Fig. 116. Pulley Bearings.
The horseshoe magnet is mounted with its north pole pointing towards and nearly touching the middle of the outside of the secondary. The south pole is placed opposite the end of the primary tube which is on the side towards which the band is revolving, that is, the band in revolving passes first over the north pole and then over the south. Two magnets are sometimes used with their north poles together in the center of the secondary, and a south pole opposite each end of the primary tube.
Fig. 117. Circuit of Magnetic Detector.
The commercial instrument is placed in a glass covered case which protects it from dust and injury. The clockwork motor is concealed in the lower part of the case. This is a good plan but an experimental detector may be merely mounted on a flat wooden base as illustrated in Fig. 112.
The secondary terminals are connected directly to the telephone receivers while the primary leads to the aerial and the ground. When the detector is started up it should make a very slight hissing sound in the telephone receivers as the band passes slowly through the coils. This shows the instrument to be in good working order and ready for the reception of signals.
The Audion.—Dr. Lee DeForest was led by the flickering of a sensitive gas flame to investigate whether or not it would respond to Hertzian vibrations as well as to those of heat and sound. His experiments led to the invention of the audion, a peculiar instrument making use of ionized gas for its operation.

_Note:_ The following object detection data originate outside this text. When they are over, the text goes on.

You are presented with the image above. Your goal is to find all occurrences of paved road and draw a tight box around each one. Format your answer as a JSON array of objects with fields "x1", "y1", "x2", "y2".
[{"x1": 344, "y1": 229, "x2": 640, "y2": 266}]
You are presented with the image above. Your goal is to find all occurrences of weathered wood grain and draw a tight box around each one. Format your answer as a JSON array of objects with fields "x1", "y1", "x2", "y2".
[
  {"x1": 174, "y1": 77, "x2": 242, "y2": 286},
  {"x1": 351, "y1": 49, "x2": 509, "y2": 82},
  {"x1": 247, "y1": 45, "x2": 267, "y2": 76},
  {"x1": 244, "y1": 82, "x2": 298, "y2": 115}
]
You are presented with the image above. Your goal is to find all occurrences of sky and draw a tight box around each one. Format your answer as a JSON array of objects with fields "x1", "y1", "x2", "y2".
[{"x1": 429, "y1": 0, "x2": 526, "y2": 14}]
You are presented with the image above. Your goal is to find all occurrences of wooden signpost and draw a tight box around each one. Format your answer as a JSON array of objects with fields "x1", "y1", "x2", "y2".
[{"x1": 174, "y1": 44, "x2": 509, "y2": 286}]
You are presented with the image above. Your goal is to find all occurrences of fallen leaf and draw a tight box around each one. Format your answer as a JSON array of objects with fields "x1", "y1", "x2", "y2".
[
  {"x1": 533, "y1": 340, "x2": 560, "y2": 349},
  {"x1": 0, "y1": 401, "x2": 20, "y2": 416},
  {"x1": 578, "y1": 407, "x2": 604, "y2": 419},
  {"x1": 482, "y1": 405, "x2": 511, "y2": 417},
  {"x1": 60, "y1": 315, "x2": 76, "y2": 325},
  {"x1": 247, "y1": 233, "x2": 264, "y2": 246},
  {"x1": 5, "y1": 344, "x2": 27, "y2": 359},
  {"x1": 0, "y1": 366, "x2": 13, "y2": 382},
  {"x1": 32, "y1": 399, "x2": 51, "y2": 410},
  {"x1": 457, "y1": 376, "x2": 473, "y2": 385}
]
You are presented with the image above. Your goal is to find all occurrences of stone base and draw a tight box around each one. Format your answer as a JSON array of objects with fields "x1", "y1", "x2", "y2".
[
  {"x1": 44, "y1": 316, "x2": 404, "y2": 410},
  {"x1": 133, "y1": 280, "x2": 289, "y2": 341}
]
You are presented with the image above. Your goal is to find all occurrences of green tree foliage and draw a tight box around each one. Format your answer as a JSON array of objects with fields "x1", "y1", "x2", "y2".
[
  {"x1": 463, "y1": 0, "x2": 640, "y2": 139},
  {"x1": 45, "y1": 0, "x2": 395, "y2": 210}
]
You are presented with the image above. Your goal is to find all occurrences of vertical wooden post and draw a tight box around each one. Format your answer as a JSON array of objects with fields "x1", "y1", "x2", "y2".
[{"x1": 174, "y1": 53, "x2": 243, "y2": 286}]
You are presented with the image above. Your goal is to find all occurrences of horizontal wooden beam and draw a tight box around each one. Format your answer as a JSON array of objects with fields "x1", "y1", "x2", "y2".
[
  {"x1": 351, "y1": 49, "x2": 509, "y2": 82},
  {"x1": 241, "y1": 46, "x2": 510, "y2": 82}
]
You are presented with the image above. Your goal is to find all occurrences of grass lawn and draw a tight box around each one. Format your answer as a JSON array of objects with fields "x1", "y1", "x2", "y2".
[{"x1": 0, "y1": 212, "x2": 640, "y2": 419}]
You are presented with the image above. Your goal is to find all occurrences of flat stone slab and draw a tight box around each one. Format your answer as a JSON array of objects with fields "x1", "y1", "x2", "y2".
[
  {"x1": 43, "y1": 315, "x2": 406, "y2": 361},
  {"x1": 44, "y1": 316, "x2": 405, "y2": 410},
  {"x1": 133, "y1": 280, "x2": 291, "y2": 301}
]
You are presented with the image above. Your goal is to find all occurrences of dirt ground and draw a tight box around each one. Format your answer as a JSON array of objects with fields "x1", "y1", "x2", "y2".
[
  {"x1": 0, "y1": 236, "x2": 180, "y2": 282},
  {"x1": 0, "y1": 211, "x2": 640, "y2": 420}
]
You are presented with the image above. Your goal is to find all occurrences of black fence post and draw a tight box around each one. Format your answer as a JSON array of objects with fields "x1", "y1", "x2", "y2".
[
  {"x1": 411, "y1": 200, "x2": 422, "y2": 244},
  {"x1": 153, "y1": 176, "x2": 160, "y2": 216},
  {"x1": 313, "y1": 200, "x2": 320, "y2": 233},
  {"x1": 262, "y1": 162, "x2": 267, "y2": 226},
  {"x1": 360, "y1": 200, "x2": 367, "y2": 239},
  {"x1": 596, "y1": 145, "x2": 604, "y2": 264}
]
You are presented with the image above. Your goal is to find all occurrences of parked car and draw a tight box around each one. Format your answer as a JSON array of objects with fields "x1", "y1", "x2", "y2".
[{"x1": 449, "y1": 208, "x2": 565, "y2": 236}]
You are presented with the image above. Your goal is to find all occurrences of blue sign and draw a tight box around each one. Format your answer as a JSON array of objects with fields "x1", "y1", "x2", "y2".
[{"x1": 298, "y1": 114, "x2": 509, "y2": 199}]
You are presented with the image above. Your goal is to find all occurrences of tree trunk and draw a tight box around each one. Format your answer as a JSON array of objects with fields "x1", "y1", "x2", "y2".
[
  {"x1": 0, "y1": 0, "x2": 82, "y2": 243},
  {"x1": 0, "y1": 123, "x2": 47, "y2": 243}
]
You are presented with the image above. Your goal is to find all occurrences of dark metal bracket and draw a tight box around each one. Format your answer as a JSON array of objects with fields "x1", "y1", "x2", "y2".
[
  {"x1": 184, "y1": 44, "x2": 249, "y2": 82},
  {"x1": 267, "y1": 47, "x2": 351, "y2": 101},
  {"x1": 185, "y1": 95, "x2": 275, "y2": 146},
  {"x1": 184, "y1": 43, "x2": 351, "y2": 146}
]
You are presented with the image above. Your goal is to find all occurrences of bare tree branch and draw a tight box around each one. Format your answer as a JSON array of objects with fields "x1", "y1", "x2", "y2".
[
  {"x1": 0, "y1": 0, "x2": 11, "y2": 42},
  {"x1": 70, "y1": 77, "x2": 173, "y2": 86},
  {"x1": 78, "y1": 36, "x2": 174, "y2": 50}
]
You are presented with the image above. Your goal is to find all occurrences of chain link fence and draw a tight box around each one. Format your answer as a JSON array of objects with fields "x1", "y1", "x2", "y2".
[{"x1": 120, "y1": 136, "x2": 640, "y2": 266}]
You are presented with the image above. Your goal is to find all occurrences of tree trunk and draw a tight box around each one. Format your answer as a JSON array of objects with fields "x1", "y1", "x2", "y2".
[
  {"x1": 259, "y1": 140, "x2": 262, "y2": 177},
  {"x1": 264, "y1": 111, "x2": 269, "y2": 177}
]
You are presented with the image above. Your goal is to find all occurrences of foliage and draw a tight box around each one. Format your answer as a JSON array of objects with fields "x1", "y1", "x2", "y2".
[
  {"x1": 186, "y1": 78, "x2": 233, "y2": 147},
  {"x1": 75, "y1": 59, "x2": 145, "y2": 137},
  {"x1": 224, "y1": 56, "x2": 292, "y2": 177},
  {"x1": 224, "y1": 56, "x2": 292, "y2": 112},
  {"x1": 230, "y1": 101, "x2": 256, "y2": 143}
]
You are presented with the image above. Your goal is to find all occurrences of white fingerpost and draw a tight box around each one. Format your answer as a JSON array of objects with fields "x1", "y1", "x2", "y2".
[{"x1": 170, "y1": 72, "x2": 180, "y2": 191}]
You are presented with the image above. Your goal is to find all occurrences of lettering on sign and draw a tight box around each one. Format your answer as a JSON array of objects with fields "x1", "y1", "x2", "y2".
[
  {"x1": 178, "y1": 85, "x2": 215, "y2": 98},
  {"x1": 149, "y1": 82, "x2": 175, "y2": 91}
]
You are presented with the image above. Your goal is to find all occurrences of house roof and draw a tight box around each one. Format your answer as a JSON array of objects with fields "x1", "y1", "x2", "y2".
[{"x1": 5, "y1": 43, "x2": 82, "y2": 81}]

The audion consists of an incandescent lamp having a metallic filament, on either side of which are a grid and a plate made of nickel. When the filament is lighted it throws off ions which act as a relay to high frequency oscillations passing between the plate and the grid. A properly constructed audion is exceedingly sensitive and produces very loud tones in the telephone receivers. It has the further advantages of entire absence of adjustment except the governing of the battery voltage, and is capable of extremely fine tuning.
Fig. 118. Fleming Oscillation Valve.